- Theatrical release poster
- Hangul: 블랙핑크: 더 무비
- RR: Beullaekpingkeu: deo mubi
- MR: Pŭllaekp'ingk'ŭ: tŏ mubi
- Directed by: Oh Yoon-dong; Jung Su-yee;
- Production companies: YG Entertainment; CJ 4DPlex ScreenX Studio;
- Distributed by: CJ 4DPlex ScreenX Studio (South Korea)
- Release date: August 4, 2021;
- Running time: 99 minutes
- Country: South Korea
- Language: Korean
- Box office: $4.8 million

= Blackpink: The Movie =

2021 South Korean documentary film

Blackpink: The Movie (stylized in all caps or as BLɅϽKPIИK THE MOVIE) is a 2021 South Korean documentary film directed by Oh Yoon-dong and Jung Su-yee, featuring South Korean girl group Blackpink. It was released on August 4, 2021, in South Korea and worldwide.

==Synopsis==
The film features interviews with the four members of Blackpink — Jisoo, Jennie, Rosé and Lisa and live performances from The Show and In Your Area World Tour. It includes segments: "The Room of Memories," which highlights their last five years since debut, "Beauty" includes shots of each member and "Exclusive Interviews" features messages for their fans.

==Cast==
- Kim Ji-soo
- Jennie Ruby Jane
- Roseanne Park
- Lalisa Manobal

==Production==
South Korean girl group Blackpink debuted on August 8, 2016, with the single album Square One and went onto become one of the most successful K-pop acts. On June 16, 2021, YG Entertainment announced the release of Blackpink: The Movie as the part of their fifth debut anniversary project, dubbed "4 + 1 Project".

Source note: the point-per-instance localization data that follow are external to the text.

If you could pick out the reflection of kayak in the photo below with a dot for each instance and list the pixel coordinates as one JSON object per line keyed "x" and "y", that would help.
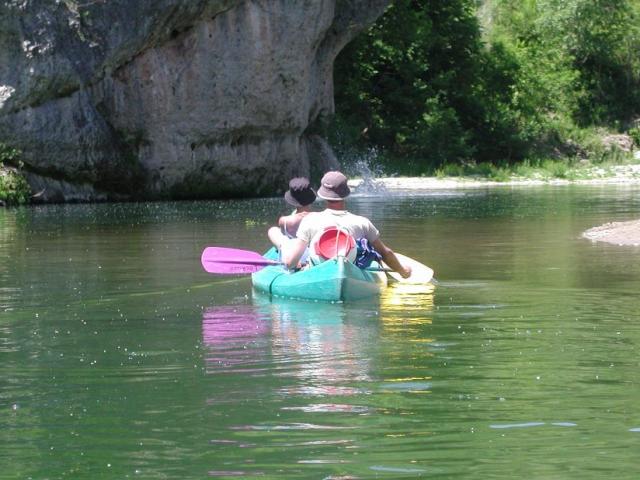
{"x": 333, "y": 280}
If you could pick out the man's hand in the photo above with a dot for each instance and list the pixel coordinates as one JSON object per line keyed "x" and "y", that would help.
{"x": 405, "y": 272}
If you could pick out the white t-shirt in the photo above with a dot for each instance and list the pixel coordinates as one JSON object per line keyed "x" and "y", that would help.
{"x": 316, "y": 222}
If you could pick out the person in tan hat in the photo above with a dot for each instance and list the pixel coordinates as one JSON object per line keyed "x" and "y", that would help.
{"x": 334, "y": 190}
{"x": 301, "y": 196}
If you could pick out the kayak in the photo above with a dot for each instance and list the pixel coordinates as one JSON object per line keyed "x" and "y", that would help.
{"x": 334, "y": 280}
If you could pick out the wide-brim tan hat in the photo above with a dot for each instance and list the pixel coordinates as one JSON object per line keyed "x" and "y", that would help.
{"x": 334, "y": 186}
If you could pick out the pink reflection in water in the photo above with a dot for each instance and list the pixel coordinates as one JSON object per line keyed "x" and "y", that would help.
{"x": 235, "y": 337}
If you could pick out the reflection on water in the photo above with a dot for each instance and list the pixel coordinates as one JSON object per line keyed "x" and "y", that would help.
{"x": 120, "y": 358}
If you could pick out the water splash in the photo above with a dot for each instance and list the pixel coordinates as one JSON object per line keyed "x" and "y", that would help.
{"x": 364, "y": 166}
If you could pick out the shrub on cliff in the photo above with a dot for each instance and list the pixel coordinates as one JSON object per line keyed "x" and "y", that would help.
{"x": 14, "y": 189}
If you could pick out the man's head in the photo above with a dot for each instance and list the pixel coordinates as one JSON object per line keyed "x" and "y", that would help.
{"x": 300, "y": 193}
{"x": 334, "y": 187}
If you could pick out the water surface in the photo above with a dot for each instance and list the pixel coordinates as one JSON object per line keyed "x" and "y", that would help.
{"x": 121, "y": 358}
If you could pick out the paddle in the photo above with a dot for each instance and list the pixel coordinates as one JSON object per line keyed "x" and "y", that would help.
{"x": 234, "y": 261}
{"x": 420, "y": 273}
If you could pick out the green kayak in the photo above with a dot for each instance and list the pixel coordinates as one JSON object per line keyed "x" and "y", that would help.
{"x": 335, "y": 280}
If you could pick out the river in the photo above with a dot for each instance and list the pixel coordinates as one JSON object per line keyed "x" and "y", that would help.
{"x": 121, "y": 358}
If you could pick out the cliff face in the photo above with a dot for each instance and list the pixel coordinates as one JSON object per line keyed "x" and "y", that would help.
{"x": 170, "y": 98}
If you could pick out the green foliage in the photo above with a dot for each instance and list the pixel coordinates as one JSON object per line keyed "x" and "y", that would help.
{"x": 14, "y": 189}
{"x": 441, "y": 82}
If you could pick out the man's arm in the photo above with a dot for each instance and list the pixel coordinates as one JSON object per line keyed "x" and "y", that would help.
{"x": 292, "y": 251}
{"x": 390, "y": 259}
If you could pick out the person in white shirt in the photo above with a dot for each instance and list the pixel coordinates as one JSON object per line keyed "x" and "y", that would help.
{"x": 334, "y": 190}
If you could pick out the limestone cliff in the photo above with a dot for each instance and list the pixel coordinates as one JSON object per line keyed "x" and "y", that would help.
{"x": 170, "y": 98}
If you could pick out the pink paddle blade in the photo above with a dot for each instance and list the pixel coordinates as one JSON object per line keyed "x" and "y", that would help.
{"x": 233, "y": 261}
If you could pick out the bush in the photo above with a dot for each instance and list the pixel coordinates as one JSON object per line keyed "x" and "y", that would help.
{"x": 14, "y": 189}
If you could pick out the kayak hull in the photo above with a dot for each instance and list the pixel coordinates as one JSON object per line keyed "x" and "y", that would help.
{"x": 336, "y": 280}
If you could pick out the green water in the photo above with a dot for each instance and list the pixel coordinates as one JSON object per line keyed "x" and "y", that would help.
{"x": 120, "y": 358}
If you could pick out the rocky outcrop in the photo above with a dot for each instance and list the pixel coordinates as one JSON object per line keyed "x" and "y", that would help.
{"x": 170, "y": 98}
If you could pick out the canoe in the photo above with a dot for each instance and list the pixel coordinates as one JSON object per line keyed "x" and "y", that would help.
{"x": 335, "y": 280}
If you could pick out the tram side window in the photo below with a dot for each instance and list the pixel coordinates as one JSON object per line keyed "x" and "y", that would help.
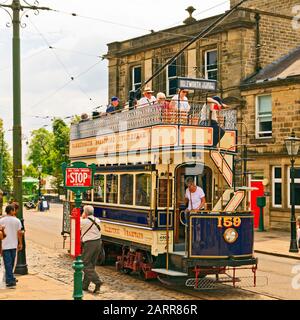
{"x": 99, "y": 188}
{"x": 87, "y": 195}
{"x": 126, "y": 194}
{"x": 112, "y": 188}
{"x": 162, "y": 193}
{"x": 143, "y": 190}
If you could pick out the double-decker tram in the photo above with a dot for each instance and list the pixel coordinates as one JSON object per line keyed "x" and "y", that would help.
{"x": 144, "y": 157}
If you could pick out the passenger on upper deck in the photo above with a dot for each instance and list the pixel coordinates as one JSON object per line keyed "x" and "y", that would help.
{"x": 209, "y": 117}
{"x": 180, "y": 101}
{"x": 194, "y": 196}
{"x": 148, "y": 99}
{"x": 114, "y": 106}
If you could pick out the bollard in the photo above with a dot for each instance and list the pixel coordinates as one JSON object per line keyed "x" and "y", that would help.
{"x": 78, "y": 267}
{"x": 261, "y": 203}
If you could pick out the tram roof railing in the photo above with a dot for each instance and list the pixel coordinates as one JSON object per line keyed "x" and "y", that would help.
{"x": 144, "y": 117}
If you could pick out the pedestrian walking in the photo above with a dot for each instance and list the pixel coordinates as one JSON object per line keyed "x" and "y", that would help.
{"x": 91, "y": 248}
{"x": 11, "y": 243}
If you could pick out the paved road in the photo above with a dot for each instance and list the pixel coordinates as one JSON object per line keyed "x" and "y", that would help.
{"x": 275, "y": 275}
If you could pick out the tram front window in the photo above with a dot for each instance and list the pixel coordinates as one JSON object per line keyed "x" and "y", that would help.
{"x": 99, "y": 188}
{"x": 126, "y": 196}
{"x": 112, "y": 188}
{"x": 143, "y": 190}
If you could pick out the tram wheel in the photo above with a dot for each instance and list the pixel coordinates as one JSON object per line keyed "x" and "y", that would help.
{"x": 126, "y": 271}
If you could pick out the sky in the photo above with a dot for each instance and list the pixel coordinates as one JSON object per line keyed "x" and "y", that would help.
{"x": 78, "y": 43}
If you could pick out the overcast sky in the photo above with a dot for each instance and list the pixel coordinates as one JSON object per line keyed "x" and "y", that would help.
{"x": 79, "y": 41}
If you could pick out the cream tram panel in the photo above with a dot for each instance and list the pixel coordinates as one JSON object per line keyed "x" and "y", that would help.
{"x": 155, "y": 239}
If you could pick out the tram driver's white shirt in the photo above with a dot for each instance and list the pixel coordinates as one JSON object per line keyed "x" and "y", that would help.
{"x": 196, "y": 198}
{"x": 93, "y": 233}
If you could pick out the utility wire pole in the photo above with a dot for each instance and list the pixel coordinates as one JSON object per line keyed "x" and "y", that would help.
{"x": 16, "y": 8}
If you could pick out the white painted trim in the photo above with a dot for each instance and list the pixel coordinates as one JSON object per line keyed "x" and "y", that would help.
{"x": 205, "y": 62}
{"x": 257, "y": 132}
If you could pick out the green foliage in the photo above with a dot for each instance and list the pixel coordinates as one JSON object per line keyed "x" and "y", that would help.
{"x": 50, "y": 150}
{"x": 30, "y": 171}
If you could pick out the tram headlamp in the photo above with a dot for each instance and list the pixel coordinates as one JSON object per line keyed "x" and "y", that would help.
{"x": 230, "y": 235}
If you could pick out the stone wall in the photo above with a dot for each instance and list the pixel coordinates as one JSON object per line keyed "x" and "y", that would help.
{"x": 276, "y": 6}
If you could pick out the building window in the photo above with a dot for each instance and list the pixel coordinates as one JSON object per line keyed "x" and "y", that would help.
{"x": 211, "y": 65}
{"x": 297, "y": 187}
{"x": 143, "y": 190}
{"x": 171, "y": 78}
{"x": 277, "y": 187}
{"x": 163, "y": 193}
{"x": 99, "y": 188}
{"x": 136, "y": 78}
{"x": 126, "y": 193}
{"x": 264, "y": 116}
{"x": 112, "y": 188}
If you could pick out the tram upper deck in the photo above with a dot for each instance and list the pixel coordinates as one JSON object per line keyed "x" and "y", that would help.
{"x": 149, "y": 129}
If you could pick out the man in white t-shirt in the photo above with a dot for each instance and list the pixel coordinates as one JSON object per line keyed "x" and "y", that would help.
{"x": 91, "y": 248}
{"x": 11, "y": 243}
{"x": 195, "y": 196}
{"x": 148, "y": 99}
{"x": 180, "y": 101}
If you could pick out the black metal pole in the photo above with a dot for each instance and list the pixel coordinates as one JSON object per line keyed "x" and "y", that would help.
{"x": 293, "y": 244}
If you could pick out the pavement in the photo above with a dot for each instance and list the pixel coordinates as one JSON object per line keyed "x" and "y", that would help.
{"x": 40, "y": 287}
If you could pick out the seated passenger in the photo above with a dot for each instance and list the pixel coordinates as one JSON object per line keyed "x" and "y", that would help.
{"x": 194, "y": 196}
{"x": 209, "y": 117}
{"x": 180, "y": 101}
{"x": 148, "y": 99}
{"x": 114, "y": 105}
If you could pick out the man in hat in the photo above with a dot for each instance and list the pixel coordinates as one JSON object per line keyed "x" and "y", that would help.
{"x": 209, "y": 117}
{"x": 148, "y": 99}
{"x": 114, "y": 105}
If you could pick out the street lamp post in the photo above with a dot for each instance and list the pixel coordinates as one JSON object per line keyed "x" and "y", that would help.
{"x": 40, "y": 168}
{"x": 292, "y": 145}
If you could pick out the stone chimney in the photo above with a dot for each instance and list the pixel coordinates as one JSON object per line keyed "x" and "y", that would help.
{"x": 190, "y": 19}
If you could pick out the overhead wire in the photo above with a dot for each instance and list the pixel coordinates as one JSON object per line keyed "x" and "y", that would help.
{"x": 60, "y": 61}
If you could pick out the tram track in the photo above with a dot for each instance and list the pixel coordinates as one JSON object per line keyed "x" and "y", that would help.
{"x": 212, "y": 294}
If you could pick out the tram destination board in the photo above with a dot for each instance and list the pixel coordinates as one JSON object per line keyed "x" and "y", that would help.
{"x": 196, "y": 84}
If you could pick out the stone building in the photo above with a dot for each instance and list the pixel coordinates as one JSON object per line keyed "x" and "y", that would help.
{"x": 239, "y": 48}
{"x": 272, "y": 112}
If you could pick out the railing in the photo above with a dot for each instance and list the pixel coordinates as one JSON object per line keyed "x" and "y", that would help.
{"x": 143, "y": 117}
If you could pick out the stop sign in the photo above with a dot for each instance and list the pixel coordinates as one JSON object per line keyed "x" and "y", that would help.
{"x": 78, "y": 177}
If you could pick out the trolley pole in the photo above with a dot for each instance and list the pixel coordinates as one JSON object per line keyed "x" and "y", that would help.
{"x": 16, "y": 7}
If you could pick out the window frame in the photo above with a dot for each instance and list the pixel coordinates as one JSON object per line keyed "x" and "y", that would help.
{"x": 168, "y": 94}
{"x": 133, "y": 83}
{"x": 206, "y": 71}
{"x": 274, "y": 181}
{"x": 257, "y": 118}
{"x": 297, "y": 180}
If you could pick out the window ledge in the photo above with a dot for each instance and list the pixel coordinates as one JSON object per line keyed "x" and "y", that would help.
{"x": 262, "y": 140}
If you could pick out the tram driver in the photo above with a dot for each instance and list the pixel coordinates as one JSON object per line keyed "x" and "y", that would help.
{"x": 194, "y": 196}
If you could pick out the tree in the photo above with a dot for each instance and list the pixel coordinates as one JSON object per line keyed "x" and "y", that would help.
{"x": 6, "y": 165}
{"x": 50, "y": 150}
{"x": 40, "y": 150}
{"x": 61, "y": 133}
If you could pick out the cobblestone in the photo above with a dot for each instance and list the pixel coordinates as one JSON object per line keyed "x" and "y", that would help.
{"x": 57, "y": 264}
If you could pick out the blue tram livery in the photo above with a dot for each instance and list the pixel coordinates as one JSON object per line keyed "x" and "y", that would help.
{"x": 143, "y": 158}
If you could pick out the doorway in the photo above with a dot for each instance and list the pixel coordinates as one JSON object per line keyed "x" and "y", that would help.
{"x": 202, "y": 176}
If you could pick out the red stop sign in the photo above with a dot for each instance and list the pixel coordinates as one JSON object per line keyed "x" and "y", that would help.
{"x": 78, "y": 177}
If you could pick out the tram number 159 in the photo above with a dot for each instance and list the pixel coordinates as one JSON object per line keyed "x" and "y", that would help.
{"x": 228, "y": 222}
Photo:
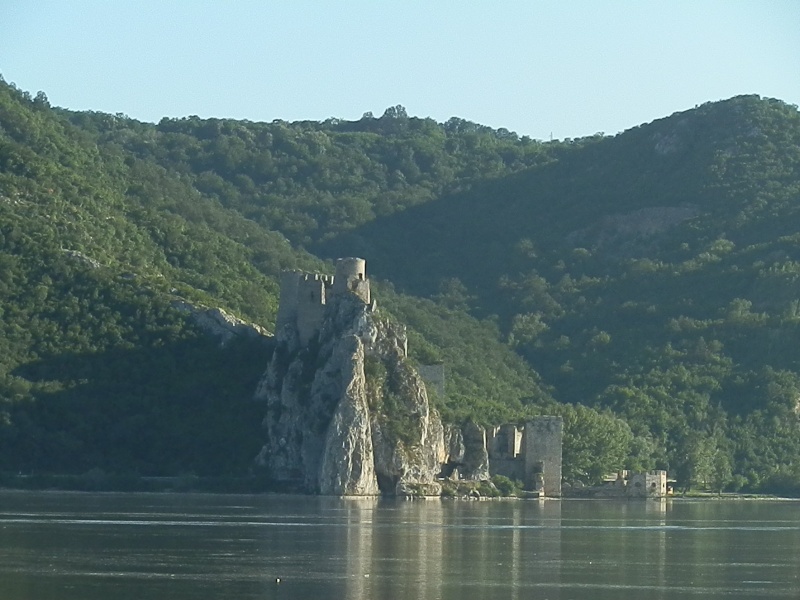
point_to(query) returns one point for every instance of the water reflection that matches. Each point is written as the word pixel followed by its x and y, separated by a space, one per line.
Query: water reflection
pixel 93 547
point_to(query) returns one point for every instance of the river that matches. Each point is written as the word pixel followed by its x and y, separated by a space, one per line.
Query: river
pixel 76 546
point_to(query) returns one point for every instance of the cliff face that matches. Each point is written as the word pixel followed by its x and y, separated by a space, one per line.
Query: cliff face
pixel 345 413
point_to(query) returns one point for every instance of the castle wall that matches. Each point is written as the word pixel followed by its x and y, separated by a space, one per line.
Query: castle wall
pixel 304 296
pixel 542 442
pixel 652 484
pixel 433 376
pixel 351 277
pixel 287 306
pixel 310 305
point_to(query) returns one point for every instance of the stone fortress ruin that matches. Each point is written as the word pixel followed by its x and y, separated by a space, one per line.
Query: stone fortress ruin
pixel 304 296
pixel 312 425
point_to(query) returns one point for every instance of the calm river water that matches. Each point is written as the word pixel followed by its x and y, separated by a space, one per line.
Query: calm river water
pixel 65 546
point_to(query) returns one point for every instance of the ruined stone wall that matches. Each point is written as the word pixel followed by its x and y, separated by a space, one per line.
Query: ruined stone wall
pixel 542 442
pixel 351 277
pixel 312 291
pixel 433 376
pixel 652 484
pixel 303 296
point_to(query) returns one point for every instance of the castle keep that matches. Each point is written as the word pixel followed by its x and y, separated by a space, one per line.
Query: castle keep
pixel 305 295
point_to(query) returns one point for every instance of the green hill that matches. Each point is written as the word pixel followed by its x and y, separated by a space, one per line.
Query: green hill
pixel 651 274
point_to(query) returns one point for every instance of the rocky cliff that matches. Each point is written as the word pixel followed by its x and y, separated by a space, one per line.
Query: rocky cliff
pixel 346 414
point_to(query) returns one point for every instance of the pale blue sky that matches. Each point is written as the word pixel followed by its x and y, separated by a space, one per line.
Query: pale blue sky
pixel 538 68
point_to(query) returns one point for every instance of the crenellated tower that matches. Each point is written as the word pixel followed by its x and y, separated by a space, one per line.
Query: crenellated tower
pixel 304 296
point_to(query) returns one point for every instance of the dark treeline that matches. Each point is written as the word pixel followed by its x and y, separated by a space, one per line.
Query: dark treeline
pixel 641 285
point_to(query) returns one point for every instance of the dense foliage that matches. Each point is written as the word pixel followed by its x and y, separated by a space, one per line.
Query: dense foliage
pixel 644 285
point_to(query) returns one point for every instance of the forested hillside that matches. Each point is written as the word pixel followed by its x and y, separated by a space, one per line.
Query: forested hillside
pixel 643 285
pixel 99 372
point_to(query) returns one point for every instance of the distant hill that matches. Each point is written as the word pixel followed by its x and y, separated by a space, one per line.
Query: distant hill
pixel 650 276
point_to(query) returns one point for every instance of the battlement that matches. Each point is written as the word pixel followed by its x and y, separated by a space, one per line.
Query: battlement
pixel 304 296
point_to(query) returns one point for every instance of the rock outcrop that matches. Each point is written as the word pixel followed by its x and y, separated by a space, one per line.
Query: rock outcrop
pixel 220 324
pixel 346 414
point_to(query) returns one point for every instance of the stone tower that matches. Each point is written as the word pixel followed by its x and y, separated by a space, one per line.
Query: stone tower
pixel 304 296
pixel 543 455
pixel 351 276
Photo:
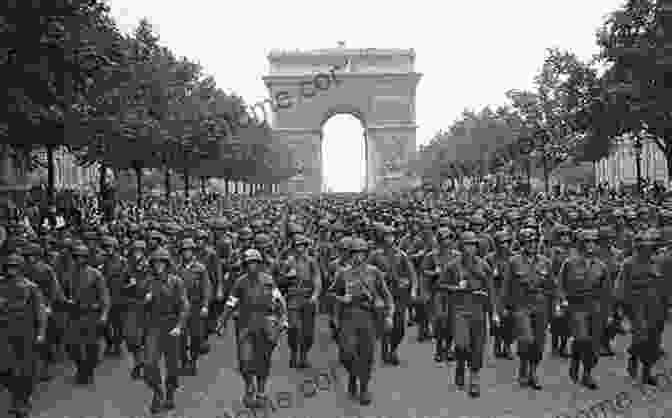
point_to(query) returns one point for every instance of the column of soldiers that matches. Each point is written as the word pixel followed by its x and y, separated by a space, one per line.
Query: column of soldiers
pixel 458 269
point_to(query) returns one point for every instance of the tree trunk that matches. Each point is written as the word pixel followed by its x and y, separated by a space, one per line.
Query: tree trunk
pixel 102 184
pixel 138 179
pixel 547 176
pixel 51 174
pixel 167 183
pixel 186 183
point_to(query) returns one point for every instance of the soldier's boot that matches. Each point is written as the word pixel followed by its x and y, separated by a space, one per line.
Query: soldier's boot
pixel 293 359
pixel 632 367
pixel 352 386
pixel 647 379
pixel 365 397
pixel 249 398
pixel 385 349
pixel 157 401
pixel 474 384
pixel 438 348
pixel 449 353
pixel 588 381
pixel 575 362
pixel 171 387
pixel 261 399
pixel 533 377
pixel 303 360
pixel 460 368
pixel 393 358
pixel 523 372
pixel 508 353
pixel 136 371
pixel 555 344
pixel 91 363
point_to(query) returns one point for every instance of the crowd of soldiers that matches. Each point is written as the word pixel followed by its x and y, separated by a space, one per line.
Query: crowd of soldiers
pixel 463 270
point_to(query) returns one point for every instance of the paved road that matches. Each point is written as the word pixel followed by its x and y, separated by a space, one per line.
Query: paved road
pixel 418 388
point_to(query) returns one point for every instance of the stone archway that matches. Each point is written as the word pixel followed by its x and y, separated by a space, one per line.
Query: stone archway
pixel 377 86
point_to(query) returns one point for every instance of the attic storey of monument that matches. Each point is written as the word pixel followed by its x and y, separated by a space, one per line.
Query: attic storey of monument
pixel 284 100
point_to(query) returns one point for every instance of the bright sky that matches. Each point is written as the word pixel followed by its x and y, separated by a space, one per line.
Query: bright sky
pixel 470 52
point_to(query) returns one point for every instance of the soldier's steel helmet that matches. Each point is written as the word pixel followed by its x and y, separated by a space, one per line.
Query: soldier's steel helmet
pixel 252 255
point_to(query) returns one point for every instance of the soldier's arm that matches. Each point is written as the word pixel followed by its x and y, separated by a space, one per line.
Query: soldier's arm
pixel 184 305
pixel 317 279
pixel 507 283
pixel 56 289
pixel 413 277
pixel 490 284
pixel 40 311
pixel 206 288
pixel 103 294
pixel 561 281
pixel 232 303
pixel 280 304
pixel 385 293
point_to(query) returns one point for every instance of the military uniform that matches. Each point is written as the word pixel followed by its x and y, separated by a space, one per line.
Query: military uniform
pixel 23 323
pixel 166 313
pixel 469 279
pixel 85 286
pixel 527 281
pixel 301 284
pixel 639 286
pixel 134 315
pixel 199 291
pixel 584 283
pixel 262 315
pixel 363 298
pixel 434 267
pixel 402 282
pixel 42 274
pixel 114 269
pixel 503 332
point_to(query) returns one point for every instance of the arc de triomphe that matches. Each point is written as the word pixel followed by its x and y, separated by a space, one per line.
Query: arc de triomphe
pixel 377 86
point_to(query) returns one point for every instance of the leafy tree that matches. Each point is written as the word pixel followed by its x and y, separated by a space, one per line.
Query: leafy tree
pixel 636 49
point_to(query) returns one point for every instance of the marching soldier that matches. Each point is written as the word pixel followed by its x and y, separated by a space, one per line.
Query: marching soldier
pixel 302 285
pixel 23 324
pixel 262 316
pixel 402 283
pixel 433 268
pixel 558 253
pixel 114 269
pixel 41 273
pixel 526 282
pixel 639 286
pixel 584 287
pixel 498 260
pixel 90 306
pixel 134 315
pixel 199 291
pixel 363 297
pixel 208 256
pixel 473 296
pixel 167 311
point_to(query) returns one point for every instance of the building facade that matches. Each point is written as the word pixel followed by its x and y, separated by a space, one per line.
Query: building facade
pixel 68 173
pixel 620 167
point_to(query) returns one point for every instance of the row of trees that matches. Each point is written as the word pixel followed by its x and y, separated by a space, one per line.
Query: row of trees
pixel 74 80
pixel 576 110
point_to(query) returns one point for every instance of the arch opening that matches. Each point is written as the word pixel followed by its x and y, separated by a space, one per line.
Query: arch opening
pixel 343 151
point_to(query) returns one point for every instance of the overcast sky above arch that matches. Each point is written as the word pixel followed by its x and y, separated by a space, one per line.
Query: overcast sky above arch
pixel 470 52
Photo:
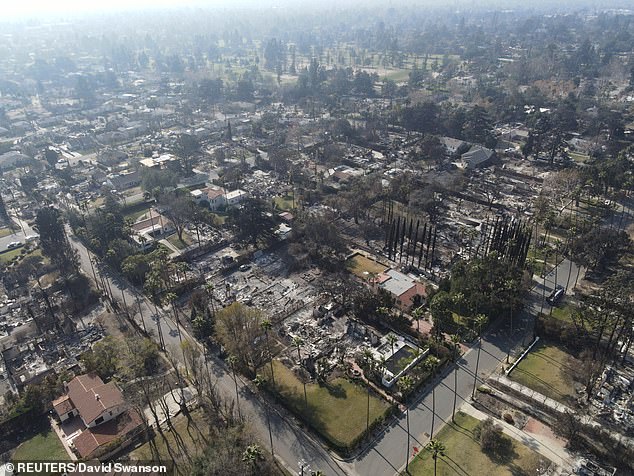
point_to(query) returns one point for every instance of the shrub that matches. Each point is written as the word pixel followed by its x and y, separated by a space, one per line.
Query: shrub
pixel 490 436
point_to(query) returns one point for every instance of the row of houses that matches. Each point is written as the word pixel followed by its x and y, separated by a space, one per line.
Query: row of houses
pixel 217 198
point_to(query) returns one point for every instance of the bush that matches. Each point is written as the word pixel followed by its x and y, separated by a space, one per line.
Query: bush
pixel 490 436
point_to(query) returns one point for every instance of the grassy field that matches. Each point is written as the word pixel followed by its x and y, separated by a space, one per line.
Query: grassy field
pixel 336 410
pixel 284 203
pixel 192 436
pixel 44 446
pixel 134 211
pixel 577 157
pixel 465 457
pixel 173 239
pixel 8 256
pixel 564 313
pixel 5 231
pixel 549 370
pixel 362 266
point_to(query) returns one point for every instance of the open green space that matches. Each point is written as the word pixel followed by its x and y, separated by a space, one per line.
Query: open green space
pixel 135 211
pixel 363 267
pixel 284 203
pixel 44 446
pixel 337 410
pixel 181 245
pixel 5 231
pixel 549 370
pixel 564 313
pixel 464 456
pixel 8 256
pixel 577 157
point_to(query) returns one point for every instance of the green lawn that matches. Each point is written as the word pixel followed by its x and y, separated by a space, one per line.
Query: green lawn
pixel 564 313
pixel 337 411
pixel 463 455
pixel 577 157
pixel 362 266
pixel 549 370
pixel 5 232
pixel 284 203
pixel 134 211
pixel 44 446
pixel 9 255
pixel 173 239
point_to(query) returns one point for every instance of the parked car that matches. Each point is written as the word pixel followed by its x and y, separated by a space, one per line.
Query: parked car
pixel 556 295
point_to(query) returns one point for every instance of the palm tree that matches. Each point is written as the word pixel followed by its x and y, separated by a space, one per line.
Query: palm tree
pixel 437 449
pixel 259 382
pixel 298 342
pixel 455 339
pixel 391 339
pixel 432 363
pixel 405 384
pixel 418 314
pixel 266 325
pixel 252 454
pixel 480 320
pixel 232 360
pixel 368 358
pixel 209 289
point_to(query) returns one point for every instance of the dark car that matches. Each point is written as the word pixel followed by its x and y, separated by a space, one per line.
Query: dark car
pixel 556 295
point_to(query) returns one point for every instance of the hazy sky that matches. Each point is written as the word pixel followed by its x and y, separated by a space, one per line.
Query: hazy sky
pixel 28 8
pixel 20 8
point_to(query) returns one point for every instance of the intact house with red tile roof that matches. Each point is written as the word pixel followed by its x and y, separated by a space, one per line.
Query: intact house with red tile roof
pixel 407 292
pixel 97 413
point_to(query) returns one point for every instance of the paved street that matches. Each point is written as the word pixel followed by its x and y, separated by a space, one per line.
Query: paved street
pixel 388 453
pixel 290 442
pixel 19 235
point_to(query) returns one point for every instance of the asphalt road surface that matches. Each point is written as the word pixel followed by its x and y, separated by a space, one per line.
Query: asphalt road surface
pixel 388 453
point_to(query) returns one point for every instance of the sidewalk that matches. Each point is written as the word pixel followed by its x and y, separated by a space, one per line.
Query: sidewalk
pixel 533 395
pixel 172 405
pixel 551 448
pixel 63 439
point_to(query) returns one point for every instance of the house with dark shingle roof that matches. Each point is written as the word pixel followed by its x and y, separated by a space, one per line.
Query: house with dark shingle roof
pixel 92 400
pixel 102 409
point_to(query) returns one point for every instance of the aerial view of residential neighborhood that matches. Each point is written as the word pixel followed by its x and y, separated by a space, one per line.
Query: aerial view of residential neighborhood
pixel 338 238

On June 23, the film was announced for the release on August 4, in South Korea. The tickets went on sale on June 30.

==Release==
For its debut on August 4, the film was released in more than 100 countries and 3,000 theaters worldwide. The release was delayed to the end of August in countries in Southeast Asia such as Indonesia, Thailand and Malaysia due to COVID-19 pandemic regulations. The number of theaters worldwide will expand from 3,000 to 4,200 upon release in Southeast Asia.

==Reception==
===Box office===
The film garnered almost 500,000 global viewers in five days. The countries with the greatest number of moviegoers were Mexico, the United States, Turkey, Brazil and Japan. Globally the film grossed over in two weeks and became the highest-grossing event cinema release of 2021.

In South Korea, the film sold 5,420 tickets and grossed $62,483 from August 6 to 8 to place ninth at the weekend box office. Overall, from August 4 to 9 the film recorded 11,761 in total admissions and $134,412 in earnings.